Copérnico le había expresado su agradecimiento, pero de un manera rigurosamente protocolaria. Luego el obispo lo invitó varias veces a comer en Heilsberg, y en todas ellas recibió como respuesta una negativa acompañada por toda clase de testimonios de devoción acendrada y por excusas centradas en lo pesado de las obligaciones de un canónigo, cosa que le habría hecho sonreír si no hubiese significado, en lenguaje llano: «Déjame en paz en mi torre».

Dantiscus era un diplomático experto pero demasiado convencido de que cada acto y cada palabra encerraban una intención secreta, y por esa razón no podía imaginar que el astrónomo era sincero y que había abandonado toda ambición salvo la de sus investigaciones astronómicas. Y el caso es que Tiedemann Giese, el nuevo obispo de Kulm, no dejaba de repetírselo a su homólogo de Ermland en cada ocasión en que se encontraban los dos prelados, lo que ocurría con bastante frecuencia. El principal partidario del astrónomo lo repetía incluso demasiado a menudo, lo que no hacía sino aumentar las sospechas de Dantiscus: Copérnico estaba preparando algo contra él, y ese «algo» no podía ser otra cosa que alcanzar la púrpura cardenalicia para luego desprestigiarlo a los ojos del Papa. Habría sido fácil: a pesar de todo lo que les separaba, Melanchthon y él seguían siendo amigos. Y la mano derecha de Lutero, quizá por cálculo, no dejaba de alabar en todos los tonos las grandes cualidades del obispo de Ermland, lo que tenía molesto al rey Segismundo I y era motivo de regocijo para el gran duque Alberto de Prusia, su vecino.

Entonces Dantiscus, hombre habituado a las soluciones drásticas, decidió asestar a Copérnico un golpe bajo. Fue el Papa quien le proporcionó la ocasión. Paulo III seguía, sin embargo, llevando una vida de príncipe y de amante de las fiestas, la caza y las artes. ¿No acababa de dar a Miguel Ángel Buonarroti carta blanca para acabar su gran fresco del
Juicio Final
, en el muro situado detrás del altar de la Capilla Sixtina? Pero el hecho de haber prebendado a sus tres bastardos y casado a su bastarda con el mejor postor, no le impidió tomar la decisión de exigir a su clero una vida más virtuosa, para no seguir con ese flanco descubierto a las pullas de Lutero y Melanchthon. Se limitó a una declaración de principios, pero Dantiscus encontró divertido tomarla al pie de la letra. La emprendió en primer lugar con Alejandro Soltysi, al que exigió devolver de inmediato a Danzig a su seudo ama y a los cuatro hijos que había tenido con ella, y después contratar para su casa a un servicio más adecuado a su edad y a su función.

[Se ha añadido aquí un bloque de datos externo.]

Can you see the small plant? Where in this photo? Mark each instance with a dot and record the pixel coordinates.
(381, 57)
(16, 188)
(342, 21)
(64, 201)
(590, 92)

Después de la muerte de su hermano el capellán, la audacia y la capacidad para la intriga de Alejandro se habían hecho mayores. Se negó con altanería, y afirmó que, si el obispo persistía, no dudaría un instante en convertirse en el discípulo más fervoroso de Lutero, que, por lo menos, había sabido aliar sin hipocresía el amor a su esposa y el amor de Dios.

Copérnico comprendió muy pronto que aquel golpe no iba dirigido contra Alejandro, sino contra él mismo. Y por consiguiente, contra Ana. Alertó a Giese pero no se atrevió, por miedo al ridículo, a recurrir a su antiguo protector Paulo III. Fue a ver a Alejandro Soltysi y le pidió sencillamente que fuese a esconder a su familia numerosa a una de sus casas de campo, además de aconsejarle que tergiversara, mintiera y disimulara antes que recoger el guante, como pensaba hacer él mismo en el caso de que Dantiscus la tomara con Ana y él. Porque era eso precisamente lo que quería el obispo: obligar a bascular a Copérnico hacia el campo de la Reforma por razones tan mediocres como el celibato de los clérigos, y así desacreditarlo por completo ante Roma. Además, al salpicar de esa forma a dos de sus miembros, y no de los menos importantes, se prometía domar por fin a aquel capítulo rebelde que siempre había hecho gala de una gran independencia respecto del rey de Polonia. Ya había aprovechado las vacantes dejadas por el difunto Bernard Sculteti, por Giese y por él mismo, para incorporar a hombres leales, muy próximos a la corona.